Features

Bad News Continues In the News Biz

By Richard Brenneman
Thursday July 17, 2008 - 09:42:00 AM

It’s been a bad news month for American journalism, starting with layoffs of East Bay journalists. 

In the wake of 29 layoffs at Dean Singleton’s Bay Area News Group-East Bay (BANG-EB), the Media Workers Guild has brought legal action charging that the dismissals targeted union activists who successfully battled to win recognition for their local. 

Sara Steffens, chair of the new guild bargaining unit, was herself laid off as one of the 29 editorial staff members who lost their jobs through dismissal or voluntary buyouts. 

In a Tuesday e-mail to union members, Steffens said the Guild had filed charges with the National Labor Relations Board alleging that: 

• Layoffs targeted employees who were active in union organizing efforts, 

• Management discounted merit raises without bargaining with the Guild and “in retaliation for union activities, and 

• Laid-off workers were asked to waive their federal labor law rights in order to receive a company severance package. 

One of Singleton’s first moves when he took over the Contra Costa Times and San Jose Mercury News in August 2006 was to form BANG-EB, which combined his unionized East Bay holdings with the non-union Contra Costa Times. 

By that action he was able to create a new combined working force with a non-union majority. Decertification of the Media Guild local soon followed. 

Steffens and other union activists soon began organizing and won recognition when a slim majority of BANG-EB editorial employees voted to unionize on June 13. Two weeks later, BANG-EB announced that 29 editorial workers would lose their jobs July 11. 

 

Bad news 

Further south, Berkeley’s biggest corporate landlord was shedding reporters at a newspaper of his own, the Los Angeles Times. 

Chicago real estate mogul Sam Zell, whose Equity Residential bought out local developer Patrick Kennedy’s Berkeley apartment buildings, also bought out the ailing Tribune Co., a national chain with holdings that include the flagship Chicago Tribune and the L.A. Times. 

Zell’s takeover of the ailing company hasn’t stopped its hemorrhaging of cash and employees, witnessed by the events in Los Angeles this week on a day employees have dubbed “Black Monday.” 

A reported 150 Times journalists lost their jobs, a figure that doesn’t include publisher David Hillier, who was also given the boot out of the executive suite’s revolving door. 

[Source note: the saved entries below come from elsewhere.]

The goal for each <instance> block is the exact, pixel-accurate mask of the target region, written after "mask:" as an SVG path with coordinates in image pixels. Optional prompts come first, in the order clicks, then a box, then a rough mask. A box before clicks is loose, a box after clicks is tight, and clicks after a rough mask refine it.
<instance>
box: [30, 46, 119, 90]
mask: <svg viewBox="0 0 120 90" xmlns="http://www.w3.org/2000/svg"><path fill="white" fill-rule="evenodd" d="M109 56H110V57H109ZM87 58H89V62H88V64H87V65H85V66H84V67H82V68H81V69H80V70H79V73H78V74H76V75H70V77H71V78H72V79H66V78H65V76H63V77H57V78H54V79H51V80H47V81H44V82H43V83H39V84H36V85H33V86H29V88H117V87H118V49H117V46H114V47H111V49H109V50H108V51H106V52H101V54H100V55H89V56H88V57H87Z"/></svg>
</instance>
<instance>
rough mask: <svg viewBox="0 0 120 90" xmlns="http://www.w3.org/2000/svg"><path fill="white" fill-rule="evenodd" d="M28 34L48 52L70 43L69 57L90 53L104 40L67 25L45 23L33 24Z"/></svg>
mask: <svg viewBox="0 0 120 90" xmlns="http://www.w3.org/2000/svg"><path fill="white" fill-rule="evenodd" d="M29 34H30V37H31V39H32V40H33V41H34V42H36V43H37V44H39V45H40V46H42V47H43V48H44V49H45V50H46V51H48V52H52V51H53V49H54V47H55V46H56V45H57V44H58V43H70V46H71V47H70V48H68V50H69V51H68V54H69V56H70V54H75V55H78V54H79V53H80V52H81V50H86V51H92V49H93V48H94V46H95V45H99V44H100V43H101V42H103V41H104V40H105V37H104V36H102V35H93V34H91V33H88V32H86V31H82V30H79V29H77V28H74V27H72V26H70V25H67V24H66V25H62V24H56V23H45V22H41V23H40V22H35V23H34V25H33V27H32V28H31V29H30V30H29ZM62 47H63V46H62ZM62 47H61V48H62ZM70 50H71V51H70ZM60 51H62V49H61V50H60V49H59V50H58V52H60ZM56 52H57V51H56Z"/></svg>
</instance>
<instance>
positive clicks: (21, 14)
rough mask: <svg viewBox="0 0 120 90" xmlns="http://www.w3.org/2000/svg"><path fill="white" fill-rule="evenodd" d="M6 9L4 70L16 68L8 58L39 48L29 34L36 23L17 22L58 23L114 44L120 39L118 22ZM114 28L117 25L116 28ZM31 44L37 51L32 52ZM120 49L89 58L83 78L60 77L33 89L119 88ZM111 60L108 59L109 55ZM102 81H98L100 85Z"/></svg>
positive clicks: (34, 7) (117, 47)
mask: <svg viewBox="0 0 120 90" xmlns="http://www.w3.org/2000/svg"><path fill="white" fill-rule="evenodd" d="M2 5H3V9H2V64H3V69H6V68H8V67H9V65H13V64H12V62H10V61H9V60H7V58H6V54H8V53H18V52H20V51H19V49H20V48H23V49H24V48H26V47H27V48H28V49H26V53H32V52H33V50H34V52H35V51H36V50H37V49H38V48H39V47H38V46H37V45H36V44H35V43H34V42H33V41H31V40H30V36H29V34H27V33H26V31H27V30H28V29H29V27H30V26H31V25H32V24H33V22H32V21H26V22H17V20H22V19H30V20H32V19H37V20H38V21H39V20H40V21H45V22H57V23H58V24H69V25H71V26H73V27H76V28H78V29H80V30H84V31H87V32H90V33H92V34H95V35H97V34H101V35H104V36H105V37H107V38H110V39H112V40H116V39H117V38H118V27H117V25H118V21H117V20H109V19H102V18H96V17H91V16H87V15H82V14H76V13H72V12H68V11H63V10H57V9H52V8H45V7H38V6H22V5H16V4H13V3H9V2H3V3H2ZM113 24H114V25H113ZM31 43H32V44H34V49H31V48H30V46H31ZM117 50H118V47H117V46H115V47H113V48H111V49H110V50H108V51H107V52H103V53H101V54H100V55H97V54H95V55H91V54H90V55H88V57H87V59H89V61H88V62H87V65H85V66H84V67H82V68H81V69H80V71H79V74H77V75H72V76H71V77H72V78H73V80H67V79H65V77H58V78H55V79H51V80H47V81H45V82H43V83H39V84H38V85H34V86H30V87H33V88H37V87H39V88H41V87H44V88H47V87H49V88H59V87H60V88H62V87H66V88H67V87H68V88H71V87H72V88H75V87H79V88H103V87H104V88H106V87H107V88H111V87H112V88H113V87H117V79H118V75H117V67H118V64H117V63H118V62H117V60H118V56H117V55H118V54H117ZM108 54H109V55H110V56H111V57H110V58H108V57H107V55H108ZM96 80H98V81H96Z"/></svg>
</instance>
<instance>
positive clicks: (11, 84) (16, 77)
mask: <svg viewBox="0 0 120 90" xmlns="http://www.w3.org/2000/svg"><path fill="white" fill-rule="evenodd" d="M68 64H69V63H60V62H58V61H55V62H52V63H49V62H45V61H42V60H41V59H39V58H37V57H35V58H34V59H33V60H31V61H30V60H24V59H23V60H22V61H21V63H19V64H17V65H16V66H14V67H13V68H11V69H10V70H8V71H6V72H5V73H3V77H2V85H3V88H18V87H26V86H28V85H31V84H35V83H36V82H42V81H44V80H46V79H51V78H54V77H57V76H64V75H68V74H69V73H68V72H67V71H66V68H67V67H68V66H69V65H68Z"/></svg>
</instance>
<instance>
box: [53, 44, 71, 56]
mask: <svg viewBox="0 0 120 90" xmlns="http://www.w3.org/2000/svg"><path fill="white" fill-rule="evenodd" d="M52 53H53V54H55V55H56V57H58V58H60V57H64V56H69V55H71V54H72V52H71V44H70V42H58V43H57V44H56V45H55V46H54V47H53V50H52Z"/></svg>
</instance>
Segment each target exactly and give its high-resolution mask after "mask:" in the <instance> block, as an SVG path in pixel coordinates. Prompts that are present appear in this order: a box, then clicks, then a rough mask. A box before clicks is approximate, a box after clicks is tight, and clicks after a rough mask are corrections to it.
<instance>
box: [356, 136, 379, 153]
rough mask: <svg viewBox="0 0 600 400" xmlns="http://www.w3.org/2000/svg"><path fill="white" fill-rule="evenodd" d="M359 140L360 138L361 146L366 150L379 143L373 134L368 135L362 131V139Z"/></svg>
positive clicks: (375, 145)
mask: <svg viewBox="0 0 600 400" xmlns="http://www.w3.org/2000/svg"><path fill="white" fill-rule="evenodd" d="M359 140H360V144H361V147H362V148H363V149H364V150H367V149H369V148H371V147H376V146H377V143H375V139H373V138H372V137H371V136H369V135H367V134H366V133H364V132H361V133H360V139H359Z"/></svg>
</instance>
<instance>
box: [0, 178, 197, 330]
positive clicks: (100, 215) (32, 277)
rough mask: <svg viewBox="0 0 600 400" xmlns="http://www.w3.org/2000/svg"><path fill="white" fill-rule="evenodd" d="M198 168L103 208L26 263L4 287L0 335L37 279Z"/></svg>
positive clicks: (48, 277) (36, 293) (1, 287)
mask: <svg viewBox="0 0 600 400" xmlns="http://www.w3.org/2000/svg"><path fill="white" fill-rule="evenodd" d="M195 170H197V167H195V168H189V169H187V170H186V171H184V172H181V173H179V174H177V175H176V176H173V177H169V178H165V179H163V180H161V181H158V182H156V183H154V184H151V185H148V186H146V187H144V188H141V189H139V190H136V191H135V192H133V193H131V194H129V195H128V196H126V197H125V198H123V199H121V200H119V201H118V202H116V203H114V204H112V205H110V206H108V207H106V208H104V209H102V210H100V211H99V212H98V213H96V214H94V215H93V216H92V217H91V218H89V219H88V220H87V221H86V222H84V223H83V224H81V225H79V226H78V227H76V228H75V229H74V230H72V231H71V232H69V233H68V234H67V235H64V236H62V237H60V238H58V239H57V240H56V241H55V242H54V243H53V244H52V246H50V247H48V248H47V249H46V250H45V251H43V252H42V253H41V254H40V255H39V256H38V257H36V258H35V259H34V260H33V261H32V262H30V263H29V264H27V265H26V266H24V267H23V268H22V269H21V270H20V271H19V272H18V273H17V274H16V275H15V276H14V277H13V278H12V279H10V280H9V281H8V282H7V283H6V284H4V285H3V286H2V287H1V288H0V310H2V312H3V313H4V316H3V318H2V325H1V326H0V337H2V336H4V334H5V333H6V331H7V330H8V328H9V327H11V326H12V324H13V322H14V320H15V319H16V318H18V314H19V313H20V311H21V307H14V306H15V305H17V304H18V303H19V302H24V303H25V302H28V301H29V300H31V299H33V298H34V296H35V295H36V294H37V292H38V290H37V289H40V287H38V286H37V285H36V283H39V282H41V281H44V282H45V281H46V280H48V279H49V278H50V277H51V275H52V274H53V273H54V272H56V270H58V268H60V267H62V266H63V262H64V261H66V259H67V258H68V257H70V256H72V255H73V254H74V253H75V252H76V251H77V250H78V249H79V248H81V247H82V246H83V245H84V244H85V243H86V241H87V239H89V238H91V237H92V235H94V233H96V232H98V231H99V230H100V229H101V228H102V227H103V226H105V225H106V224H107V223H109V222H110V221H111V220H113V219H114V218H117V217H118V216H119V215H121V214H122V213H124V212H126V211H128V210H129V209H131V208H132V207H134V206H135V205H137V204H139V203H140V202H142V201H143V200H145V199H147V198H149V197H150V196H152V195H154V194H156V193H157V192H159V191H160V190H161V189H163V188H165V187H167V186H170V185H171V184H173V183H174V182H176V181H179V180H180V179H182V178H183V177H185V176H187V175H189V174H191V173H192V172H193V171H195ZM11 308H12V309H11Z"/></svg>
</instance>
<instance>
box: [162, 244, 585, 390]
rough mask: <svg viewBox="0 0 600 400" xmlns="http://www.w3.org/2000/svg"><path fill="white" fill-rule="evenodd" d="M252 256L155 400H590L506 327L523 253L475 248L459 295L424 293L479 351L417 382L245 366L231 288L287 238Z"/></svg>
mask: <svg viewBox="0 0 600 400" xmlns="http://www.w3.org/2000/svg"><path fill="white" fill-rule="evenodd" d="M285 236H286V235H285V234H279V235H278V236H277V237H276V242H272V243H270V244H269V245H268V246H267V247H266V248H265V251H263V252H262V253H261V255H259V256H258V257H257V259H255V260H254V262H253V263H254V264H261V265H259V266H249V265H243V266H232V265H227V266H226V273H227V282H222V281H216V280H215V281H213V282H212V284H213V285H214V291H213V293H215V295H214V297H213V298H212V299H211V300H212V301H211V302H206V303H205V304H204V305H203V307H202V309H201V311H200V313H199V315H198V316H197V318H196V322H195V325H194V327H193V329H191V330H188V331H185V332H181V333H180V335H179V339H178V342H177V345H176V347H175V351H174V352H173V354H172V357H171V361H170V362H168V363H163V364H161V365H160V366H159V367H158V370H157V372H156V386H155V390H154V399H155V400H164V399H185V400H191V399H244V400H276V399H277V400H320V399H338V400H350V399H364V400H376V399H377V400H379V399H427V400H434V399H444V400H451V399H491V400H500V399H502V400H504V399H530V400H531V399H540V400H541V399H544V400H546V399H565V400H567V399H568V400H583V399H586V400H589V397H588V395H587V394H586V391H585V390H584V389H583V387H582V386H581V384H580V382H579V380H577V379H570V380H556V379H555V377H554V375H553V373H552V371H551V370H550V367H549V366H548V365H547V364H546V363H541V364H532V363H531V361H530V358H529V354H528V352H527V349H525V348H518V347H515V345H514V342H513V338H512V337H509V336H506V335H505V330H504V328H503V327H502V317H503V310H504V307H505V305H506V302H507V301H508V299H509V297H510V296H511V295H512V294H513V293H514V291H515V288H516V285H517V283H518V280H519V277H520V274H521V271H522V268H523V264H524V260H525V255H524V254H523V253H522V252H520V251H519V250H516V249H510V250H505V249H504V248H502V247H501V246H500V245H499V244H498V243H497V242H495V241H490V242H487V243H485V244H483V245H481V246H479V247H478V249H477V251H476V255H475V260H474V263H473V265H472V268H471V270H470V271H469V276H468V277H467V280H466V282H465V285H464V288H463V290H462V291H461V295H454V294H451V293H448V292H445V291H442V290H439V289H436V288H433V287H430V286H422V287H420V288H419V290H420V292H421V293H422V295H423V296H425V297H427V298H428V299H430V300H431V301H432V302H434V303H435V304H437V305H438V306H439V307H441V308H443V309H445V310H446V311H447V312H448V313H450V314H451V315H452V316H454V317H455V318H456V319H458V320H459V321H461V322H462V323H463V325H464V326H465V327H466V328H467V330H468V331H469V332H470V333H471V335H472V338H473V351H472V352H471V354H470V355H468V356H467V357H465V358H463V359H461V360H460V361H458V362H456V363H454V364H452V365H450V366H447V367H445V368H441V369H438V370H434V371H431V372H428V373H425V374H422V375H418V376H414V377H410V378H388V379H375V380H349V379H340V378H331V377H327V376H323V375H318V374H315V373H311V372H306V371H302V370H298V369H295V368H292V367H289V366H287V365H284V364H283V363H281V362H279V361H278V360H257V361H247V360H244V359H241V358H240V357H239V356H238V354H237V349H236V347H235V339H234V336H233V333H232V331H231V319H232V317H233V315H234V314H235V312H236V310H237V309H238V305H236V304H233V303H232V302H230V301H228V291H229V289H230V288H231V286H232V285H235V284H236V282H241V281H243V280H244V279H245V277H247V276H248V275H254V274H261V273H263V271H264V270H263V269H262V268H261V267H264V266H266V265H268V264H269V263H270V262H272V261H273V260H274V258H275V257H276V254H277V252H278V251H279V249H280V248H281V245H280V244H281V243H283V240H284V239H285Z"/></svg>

Similar decimations are taking place across Zell’s media empire, coupled with newspaper redesigns marked by shorter stories and bigger, flashier graphics and fewer sections. 

The most ominous numbers, though, come from Wall Street, which former San Francisco Chronicle editor turned “New Media” venture capitalist Alan D. Mutter has been tracking on his blog, Reflections of a Newsosaur (http://newsosaur.blogspot.com/). 

In an entry Wednesday morning, Mutter reports, “In a historic rout, newspaper shares have lost nearly $4 billion in value in the first 10 trading days of July, an amount greater than the combined market capitalization of all but the three largest publicly held publishing companies.” 

One of the biggest hits has been taken by the Sacramento-based McClatchy chain, which had bought the ailing Knight-Ridder chain, which included both the San Jose Mercury News and the Contra Costa Times. 

McClatchy quickly sold the Bay Area papers to Singleton’s MediaNews Group, which already owned the Oakland Tribune, Fremont Argus and several other regional papers. 

All told, since Dec. 31, 2004, Mutter reports, the worth of McClatchy shares has plummeted from $5.7 billion to $387 million as of Wednesday morning, a decline of 93 percent. 

Even the venerable New York Times Co. has plunged 67 percent from year’s end in 2004, from $5.6 billion to $1.85 billion.